Data Protection at the Health Data Lab

Privacy and Security

The privacy and security of citizens are the top priority for the Health Data Lab (HDL). Therefore, data at the HDL is protected by various technical and organizational measures to ensure data protection and security in accordance with the latest technological standards. These measures are continuously developed and reviewed in consultation with the Federal Commissioner for Data Protection and Freedom of Information (BfDI) and the Federal Office for Information Security (BSI).

Examples of security measures include:

  • Certification of the storage location: Before data is transferred, the HDL’s technical infrastructure is established in close coordination with the BSI and regularly monitored to ensure compliance with the highest security standards.
  • No direct data transmission to researchers: Personally identifiable data is never transmitted directly to researchers. Instead, only the necessary data is provided in a secure processing environment. These data subsets may only be processed within this secure environment.
  • Review of research results: All research results are carefully examined by HDL staff to minimize the risk of re-identification as much as possible.
  • Continuous adaptation of security measures: Technical and organizational security precautions are regularly updated to keep pace with evolving requirements and technologies.

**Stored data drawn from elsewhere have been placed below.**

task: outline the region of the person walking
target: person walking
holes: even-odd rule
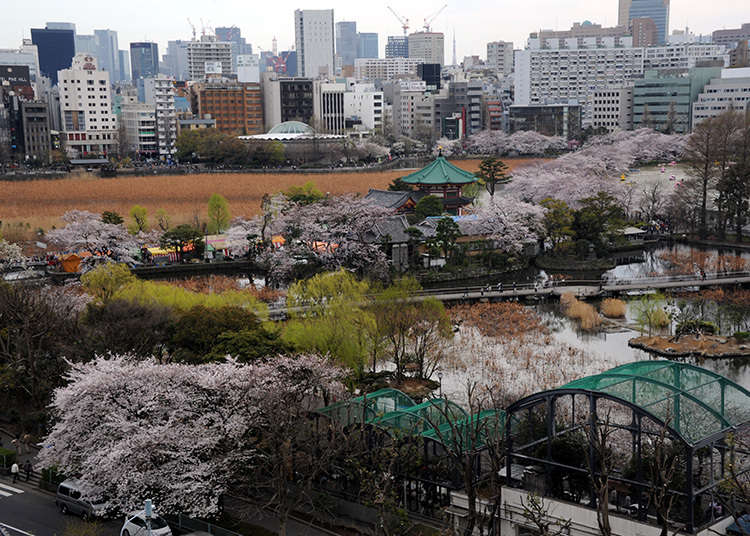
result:
[[[29,460],[26,460],[26,463],[23,464],[23,472],[26,473],[26,482],[28,482],[31,476],[31,462]]]
[[[13,483],[15,484],[18,481],[18,464],[16,462],[13,462],[13,465],[10,466],[10,474],[13,475]]]

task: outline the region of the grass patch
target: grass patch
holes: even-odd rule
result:
[[[599,309],[607,318],[625,318],[628,304],[616,298],[607,298],[602,302]]]
[[[598,328],[602,319],[594,307],[586,302],[580,301],[571,293],[565,293],[560,296],[560,303],[565,310],[565,316],[578,320],[581,329],[591,331]]]

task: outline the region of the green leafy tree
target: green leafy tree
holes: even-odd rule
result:
[[[211,194],[208,199],[208,232],[224,232],[229,227],[231,219],[226,198],[220,194]]]
[[[581,208],[575,212],[573,229],[576,238],[588,240],[605,248],[614,241],[625,226],[625,211],[611,194],[599,192],[581,199]]]
[[[178,160],[192,160],[193,155],[198,155],[200,151],[200,130],[183,130],[180,135],[177,136],[175,141],[175,148],[177,152],[175,156]]]
[[[120,225],[125,220],[122,219],[122,216],[120,216],[115,211],[105,210],[102,212],[102,222],[103,223],[111,223],[113,225]]]
[[[161,232],[169,231],[169,214],[163,208],[156,211],[156,225],[159,226]]]
[[[107,303],[121,288],[135,280],[136,277],[125,264],[109,262],[83,274],[81,285],[99,303]]]
[[[498,184],[510,182],[511,176],[508,174],[508,171],[508,166],[506,166],[502,160],[494,156],[485,158],[482,160],[482,163],[479,164],[477,177],[479,178],[479,182],[487,190],[487,193],[490,194],[490,199],[495,196],[495,187]]]
[[[324,197],[323,192],[318,190],[313,181],[307,181],[302,186],[290,186],[283,193],[289,201],[301,205],[311,205]]]
[[[440,216],[443,213],[443,200],[434,195],[426,195],[417,202],[414,207],[414,215],[417,221],[425,218]]]
[[[430,241],[430,245],[440,249],[445,258],[449,259],[456,249],[456,240],[460,236],[461,230],[458,228],[458,224],[453,221],[453,218],[446,216],[438,221],[435,228],[435,237]]]
[[[370,285],[345,270],[318,274],[289,288],[290,320],[283,339],[300,352],[319,352],[360,377],[371,355],[375,318],[367,310]]]
[[[405,183],[402,177],[396,177],[388,185],[388,190],[391,192],[411,192],[414,188],[411,184]]]
[[[130,217],[133,218],[133,221],[128,225],[130,234],[148,231],[148,212],[146,211],[146,207],[133,205],[133,208],[130,209]]]
[[[540,203],[547,212],[544,214],[544,228],[547,238],[552,242],[552,249],[556,250],[561,243],[570,240],[575,234],[573,210],[565,201],[548,197]]]
[[[182,314],[170,340],[174,358],[188,363],[220,361],[232,355],[242,361],[284,353],[287,346],[242,307],[196,306]]]
[[[203,233],[187,223],[170,229],[161,236],[159,244],[164,249],[173,249],[180,259],[183,258],[185,248],[193,244],[195,252],[200,255],[203,251]]]

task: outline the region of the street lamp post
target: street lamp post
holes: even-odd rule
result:
[[[146,533],[148,536],[151,536],[151,516],[153,514],[153,504],[151,503],[151,499],[146,499],[143,506],[143,510],[136,512],[129,519],[125,518],[125,523],[122,524],[122,528],[120,529],[120,536],[122,536],[122,533],[125,531],[125,526],[141,514],[146,518]]]
[[[438,381],[440,382],[440,398],[443,398],[443,371],[438,370]]]

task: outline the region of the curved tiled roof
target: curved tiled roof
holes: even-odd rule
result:
[[[432,164],[401,179],[406,184],[471,184],[477,178],[438,156]]]

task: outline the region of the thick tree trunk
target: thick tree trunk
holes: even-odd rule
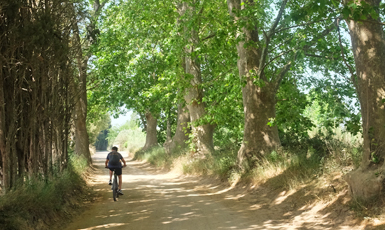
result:
[[[196,13],[196,9],[189,6],[186,2],[183,2],[178,6],[178,11],[181,16],[185,14],[194,15]],[[190,112],[191,128],[194,136],[192,140],[193,147],[196,153],[206,155],[211,154],[214,150],[213,134],[215,125],[199,125],[198,123],[199,120],[206,115],[206,103],[202,101],[201,66],[200,63],[191,56],[195,46],[199,43],[199,31],[195,31],[194,29],[190,30],[186,27],[184,32],[186,36],[188,36],[191,44],[189,47],[185,47],[187,55],[184,57],[182,65],[184,66],[186,75],[190,75],[189,77],[192,76],[190,87],[186,89],[184,99]]]
[[[148,150],[158,145],[158,137],[156,135],[157,119],[150,113],[146,113],[146,144],[142,150]]]
[[[228,0],[228,9],[235,21],[238,21],[233,10],[242,10],[240,0]],[[259,43],[257,28],[242,28],[236,36],[244,36],[245,40],[237,44],[238,70],[241,81],[246,84],[242,88],[245,127],[243,143],[238,151],[239,166],[244,169],[254,167],[254,163],[261,156],[269,154],[280,146],[277,126],[270,127],[268,122],[275,118],[275,95],[279,86],[279,80],[269,82],[262,80],[262,76],[255,76],[252,73],[259,71],[262,51],[246,43]],[[262,74],[263,75],[263,71]]]
[[[164,147],[167,153],[172,153],[180,149],[187,147],[186,141],[188,141],[190,129],[188,123],[190,122],[190,114],[187,107],[178,105],[178,118],[175,130],[175,135],[170,142],[166,142]]]
[[[379,6],[380,0],[358,1]],[[346,2],[347,3],[347,2]],[[347,20],[357,77],[353,76],[361,103],[364,153],[360,168],[345,179],[351,195],[369,199],[385,189],[385,34],[377,20]]]
[[[258,87],[247,80],[242,89],[245,127],[243,143],[238,151],[239,163],[254,166],[254,161],[280,146],[277,126],[270,127],[268,122],[275,118],[274,87]]]
[[[190,52],[192,52],[192,49],[190,49]],[[191,87],[186,90],[184,96],[190,112],[194,148],[199,154],[211,154],[214,150],[213,134],[215,126],[211,124],[197,124],[206,115],[206,103],[202,101],[203,92],[200,89],[200,84],[202,84],[200,65],[192,60],[191,57],[186,57],[185,59],[186,72],[194,76],[191,80]]]

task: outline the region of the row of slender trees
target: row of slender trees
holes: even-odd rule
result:
[[[90,159],[80,9],[68,0],[0,1],[3,191],[60,174],[71,143]]]

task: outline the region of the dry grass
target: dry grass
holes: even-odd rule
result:
[[[322,135],[320,135],[322,134]],[[216,151],[211,156],[197,157],[189,151],[167,155],[163,148],[137,152],[137,159],[157,167],[190,175],[209,175],[230,184],[245,181],[254,185],[268,183],[274,188],[295,189],[322,176],[345,173],[358,167],[362,137],[337,128],[332,134],[326,129],[309,132],[312,140],[307,149],[279,149],[265,156],[255,167],[241,174],[237,170],[237,152]],[[221,148],[219,148],[221,149]]]
[[[330,204],[331,209],[343,205],[344,210],[353,210],[356,217],[361,219],[375,218],[385,213],[385,200],[365,203],[350,200],[347,184],[343,180],[346,173],[359,166],[362,137],[344,133],[340,129],[330,135],[324,133],[322,137],[318,130],[313,130],[310,137],[316,141],[311,142],[313,145],[307,146],[306,150],[279,149],[245,174],[237,170],[237,152],[234,150],[216,151],[202,158],[187,150],[167,155],[163,148],[155,148],[137,154],[137,158],[173,173],[219,178],[232,186],[239,183],[240,187],[247,184],[248,187],[262,186],[296,194],[306,191],[309,205]]]

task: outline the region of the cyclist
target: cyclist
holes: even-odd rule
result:
[[[122,166],[121,161],[124,163]],[[122,193],[122,168],[126,167],[126,161],[124,160],[123,156],[118,153],[118,147],[114,146],[111,149],[111,152],[108,153],[107,159],[106,159],[106,168],[110,169],[110,181],[108,182],[109,185],[112,185],[112,172],[115,170],[116,175],[119,177],[119,190],[118,193],[120,195],[123,195]]]

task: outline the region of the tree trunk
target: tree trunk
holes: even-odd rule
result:
[[[83,93],[81,93],[83,94]],[[84,114],[87,105],[84,99],[79,99],[75,104],[75,152],[84,156],[88,163],[91,163],[91,153],[89,150],[89,138],[87,133],[87,116]]]
[[[170,123],[170,118],[167,117],[167,130],[166,130],[166,142],[171,141],[171,123]]]
[[[193,15],[196,12],[196,9],[193,6],[189,6],[188,3],[183,2],[178,6],[179,14]],[[206,155],[211,154],[214,150],[213,134],[215,125],[203,124],[200,125],[198,122],[201,118],[206,115],[206,103],[202,101],[203,99],[203,90],[202,85],[202,76],[201,76],[201,66],[198,63],[198,60],[192,57],[194,48],[199,44],[198,32],[194,29],[184,30],[188,40],[190,41],[190,46],[185,47],[186,56],[183,60],[183,67],[186,75],[192,76],[190,80],[190,87],[186,89],[184,99],[187,104],[187,108],[190,112],[191,118],[191,128],[192,134],[194,136],[192,143],[193,147],[198,154]]]
[[[0,64],[2,62],[0,61]],[[6,149],[6,131],[5,131],[5,101],[4,101],[4,77],[0,76],[0,154],[1,154],[1,169],[2,169],[2,187],[7,190],[11,187],[10,178],[10,156]]]
[[[245,5],[241,5],[240,0],[228,0],[227,4],[230,15],[238,21],[233,10],[242,10]],[[257,28],[250,28],[244,27],[236,34],[237,37],[243,35],[245,38],[237,44],[239,77],[242,82],[246,82],[242,88],[245,127],[243,143],[238,151],[238,164],[242,169],[245,166],[254,167],[256,160],[281,144],[277,126],[268,125],[269,120],[275,118],[275,95],[280,81],[269,82],[262,80],[262,76],[252,74],[261,72],[259,66],[262,51],[249,44],[245,47],[246,43],[260,43]]]
[[[178,121],[176,125],[175,135],[170,142],[165,143],[165,149],[167,153],[172,153],[180,149],[187,147],[186,141],[188,141],[190,129],[188,123],[190,122],[190,114],[187,107],[178,105]]]
[[[142,150],[148,150],[158,145],[158,137],[156,135],[157,119],[151,114],[146,113],[146,144]]]
[[[379,7],[379,0],[366,2]],[[347,4],[347,2],[345,2]],[[369,199],[384,192],[385,183],[385,35],[379,21],[347,20],[357,76],[353,82],[361,103],[364,152],[360,168],[346,175],[353,197]]]
[[[75,152],[83,155],[89,164],[92,163],[87,132],[87,66],[88,56],[83,56],[79,28],[74,23],[74,38],[77,44],[77,64],[79,79],[74,83],[75,92]]]
[[[240,164],[244,162],[253,167],[256,160],[280,146],[277,126],[268,125],[269,120],[275,118],[275,94],[274,87],[258,87],[250,79],[243,87],[245,127],[238,151]]]
[[[189,50],[191,53],[193,48]],[[202,78],[200,73],[200,65],[191,57],[186,57],[186,73],[191,74],[194,78],[191,80],[191,87],[186,90],[184,96],[187,108],[190,112],[191,127],[193,134],[193,145],[199,154],[211,154],[214,150],[213,134],[214,125],[203,124],[197,122],[206,115],[206,103],[202,101],[203,92],[200,88]]]

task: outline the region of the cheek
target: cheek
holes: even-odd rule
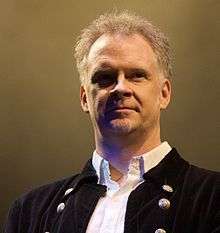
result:
[[[139,96],[143,101],[148,101],[156,96],[157,88],[152,84],[148,84],[139,88],[134,89],[134,93]]]
[[[152,111],[160,106],[160,92],[159,88],[146,88],[139,95],[141,105],[146,111]]]
[[[96,88],[89,87],[86,94],[90,108],[94,108],[98,99],[98,90]]]
[[[98,114],[103,112],[107,101],[107,92],[105,90],[93,89],[90,92],[90,108]]]

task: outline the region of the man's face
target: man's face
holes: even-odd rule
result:
[[[102,35],[91,46],[81,105],[96,136],[153,133],[169,100],[170,82],[142,36]]]

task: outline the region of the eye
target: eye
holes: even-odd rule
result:
[[[144,72],[135,72],[134,77],[135,78],[146,78],[146,74]]]
[[[99,87],[104,88],[113,85],[117,80],[117,72],[114,70],[97,71],[92,76],[92,83],[98,84]]]
[[[143,79],[148,79],[149,75],[145,70],[135,69],[129,74],[129,78],[134,81],[141,81]]]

These and other measures at the HDL ensure that data is protected at the highest level and that the privacy of affected individuals is always maintained.

Pseudonymization

Pseudonymization is essential for protecting the identity of citizens. "Pseudonymization" means that personal data is altered in such a way that it can no longer be attributed to a specific individual without additional information. This additional information is stored separately and safeguarded by technical and organizational measures, ensuring that personal data cannot be linked back to a specific person.

In concrete terms, this means that clearly identifying characteristics, such as names, addresses, or insurance numbers, are not transmitted to the Health Data Lab (HDL). Instead, a pseudonym is generated for each person in the dataset at different levels. A pseudonym is a type of code that prevents direct identification of the individual. This pseudonymization occurs for the first time before the data even leaves the health insurance provider. This process is carried out by a trusted third party—in this case, the Robert Koch Institute—which is responsible for performing the pseudonymization procedure.

This process ensures that at no point can identifying characteristics be linked to health data within the HDL.

Anonymization vs. Pseudonymization

Anonymization means that information is altered in such a way that it can no longer be attributed to a specific person.

Anonymized data is often less useful in research because it does not allow for a clear reference to individual persons. In contrast, pseudonymized data retains an important personal reference without revealing a person’s identity. Instead of a name, each person in the dataset is assigned a pseudonym that does not allow conclusions about their real identity.

The ability to link data to unknown but distinct individuals is crucial for many scientific studies. Take cancer risk research as an example: researchers use pseudonymized data to examine whether and how certain pre-existing conditions influence the risk of developing cancer. Pseudonymized data allows them to link earlier diagnoses with diseases that appear later in a person’s life. This is because each person in the HDL dataset retains the same pseudonym across all years. For instance, researchers can see that Person X had a cold in 2019 and was diagnosed with cancer in 2024. Such connections are often not possible with anonymized data. The anonymization process severs the link between 2019 and 2024, making it impossible to trace which pre-existing conditions Person X had before their cancer diagnosis in 2024. However, such questions are essential for research.

The General Data Protection Regulation (GDPR) permits data to be anonymized or pseudonymized as long as this does not compromise the purpose of the research. The Health Data Lab (HDL) follows these regulations to ensure that important research questions can be answered without compromising individuals' privacy.